Silly Mask Monk, don't you know the Weapons Triangle?
The game isn't perfect though. The balance with the introduction of the Weapons Triangle doesn't seem to be as well thought out as it should be, often you will be fighting large groups of enemies of one weapon type, where you only have one character who has the advantage over them. One particular example is early in the game you fight a large group of Knights who are all wielding lances, and you have no axe users and your main character (the guy who's death means you've lost the battle) is a sword user. The 3D graphics also provide with unintentional frustrations as camera angles and terrain features make some characters look farther away from the enemy than they really are. And then you have the voice "acting." Yes, this is the game where the infamous "Now bear my arctic blast" comes from. Now, not everyone is terrible in this game, there is some "okay" voice work, but more often than not you will hear people who don't sound like who they are trying to portray, and lack any kind of emotion. Never before have I heard someone so apathetically say that they where going to "kill me." But perhaps more infamously than the hilariously bad voice work is the fact that Shining Force III is three separate games. Released as Scenario 1, 2, and 3 each game follows the same events but from the perspective of different characters, fighting different battles. The problem?

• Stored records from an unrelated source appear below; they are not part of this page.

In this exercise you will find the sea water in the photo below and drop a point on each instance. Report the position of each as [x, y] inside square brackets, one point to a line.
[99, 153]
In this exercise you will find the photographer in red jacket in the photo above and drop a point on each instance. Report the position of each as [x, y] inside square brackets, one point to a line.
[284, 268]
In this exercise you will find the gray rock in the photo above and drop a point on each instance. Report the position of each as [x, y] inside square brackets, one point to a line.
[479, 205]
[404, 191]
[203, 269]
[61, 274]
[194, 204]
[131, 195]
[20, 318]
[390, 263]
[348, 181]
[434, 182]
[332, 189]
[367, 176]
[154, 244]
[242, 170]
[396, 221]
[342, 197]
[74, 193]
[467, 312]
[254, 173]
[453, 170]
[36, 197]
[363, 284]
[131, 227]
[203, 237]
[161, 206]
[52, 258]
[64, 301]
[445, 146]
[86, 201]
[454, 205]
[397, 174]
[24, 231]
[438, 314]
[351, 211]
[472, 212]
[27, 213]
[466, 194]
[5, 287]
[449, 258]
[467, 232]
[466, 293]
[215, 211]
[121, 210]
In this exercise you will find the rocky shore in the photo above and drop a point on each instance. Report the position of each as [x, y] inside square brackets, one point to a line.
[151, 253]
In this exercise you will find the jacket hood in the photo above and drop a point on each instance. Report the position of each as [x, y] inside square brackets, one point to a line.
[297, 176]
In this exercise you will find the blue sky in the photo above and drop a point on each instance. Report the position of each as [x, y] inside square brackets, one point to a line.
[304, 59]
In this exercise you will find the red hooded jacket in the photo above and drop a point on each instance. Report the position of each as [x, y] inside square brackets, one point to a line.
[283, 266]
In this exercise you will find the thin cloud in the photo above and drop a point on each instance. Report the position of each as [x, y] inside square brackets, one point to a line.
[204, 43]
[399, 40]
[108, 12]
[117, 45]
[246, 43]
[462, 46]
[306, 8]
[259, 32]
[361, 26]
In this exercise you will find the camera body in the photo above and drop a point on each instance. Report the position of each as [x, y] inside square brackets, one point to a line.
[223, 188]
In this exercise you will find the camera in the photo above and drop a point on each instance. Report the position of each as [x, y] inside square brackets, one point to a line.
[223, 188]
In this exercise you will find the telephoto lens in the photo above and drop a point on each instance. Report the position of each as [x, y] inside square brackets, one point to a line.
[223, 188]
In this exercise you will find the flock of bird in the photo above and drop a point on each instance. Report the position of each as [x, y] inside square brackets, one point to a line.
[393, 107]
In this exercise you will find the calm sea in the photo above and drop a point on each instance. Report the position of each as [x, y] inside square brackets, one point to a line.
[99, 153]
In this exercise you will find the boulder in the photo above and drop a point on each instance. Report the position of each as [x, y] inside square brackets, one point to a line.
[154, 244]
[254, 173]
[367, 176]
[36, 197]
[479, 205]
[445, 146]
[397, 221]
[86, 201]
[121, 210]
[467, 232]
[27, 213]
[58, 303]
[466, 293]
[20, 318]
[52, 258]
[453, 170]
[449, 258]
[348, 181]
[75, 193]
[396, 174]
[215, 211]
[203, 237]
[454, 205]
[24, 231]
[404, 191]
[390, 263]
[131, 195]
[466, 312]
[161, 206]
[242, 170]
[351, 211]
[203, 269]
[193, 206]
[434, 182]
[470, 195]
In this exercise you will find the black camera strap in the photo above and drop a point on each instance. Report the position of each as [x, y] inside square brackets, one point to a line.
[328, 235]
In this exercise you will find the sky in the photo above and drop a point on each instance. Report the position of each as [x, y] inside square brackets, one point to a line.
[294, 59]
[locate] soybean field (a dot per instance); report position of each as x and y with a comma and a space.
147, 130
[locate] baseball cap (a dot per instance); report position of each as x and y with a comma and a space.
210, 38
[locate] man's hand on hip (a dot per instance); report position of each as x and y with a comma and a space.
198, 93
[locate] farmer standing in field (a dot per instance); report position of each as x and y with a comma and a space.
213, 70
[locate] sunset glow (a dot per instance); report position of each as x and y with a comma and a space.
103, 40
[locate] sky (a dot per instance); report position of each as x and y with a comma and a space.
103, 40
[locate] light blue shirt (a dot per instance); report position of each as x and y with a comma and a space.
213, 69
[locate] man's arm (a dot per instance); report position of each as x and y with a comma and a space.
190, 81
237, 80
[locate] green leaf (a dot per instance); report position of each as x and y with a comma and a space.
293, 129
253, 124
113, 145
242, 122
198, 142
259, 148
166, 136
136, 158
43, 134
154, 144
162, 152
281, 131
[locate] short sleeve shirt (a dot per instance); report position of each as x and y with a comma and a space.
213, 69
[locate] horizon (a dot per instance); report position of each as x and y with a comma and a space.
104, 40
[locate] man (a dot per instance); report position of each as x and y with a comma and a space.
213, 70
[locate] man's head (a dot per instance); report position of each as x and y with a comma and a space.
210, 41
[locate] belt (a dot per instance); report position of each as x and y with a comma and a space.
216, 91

Only Scenario 1 was released outside of Japan, leaving the story frustratingly unfinished, and leading communities of fans, to this day, desperate to get SEGA to release a complete version of Shining Force III. While the remaining two scenarios are available to play in English via patches (and I will review those games when I've beaten them) it isn't an ideal solution.

That being said, Shining Force III is perhaps the most definitive entry of the Shining Force series. It has all the addicting SRPG goodness of the older games. I changed my sleeping habits just to be able to squeeze in more hours of playing Shining Force III. If you have any means of playing this game, preferably legal ways, then you should go for it. Now let's hope SEGA remakes or ports these games and finally give us a complete version. What the hell are you waiting for SEGA!?

Until next time.

-Crescent, Why is it always Freakin' bandits!?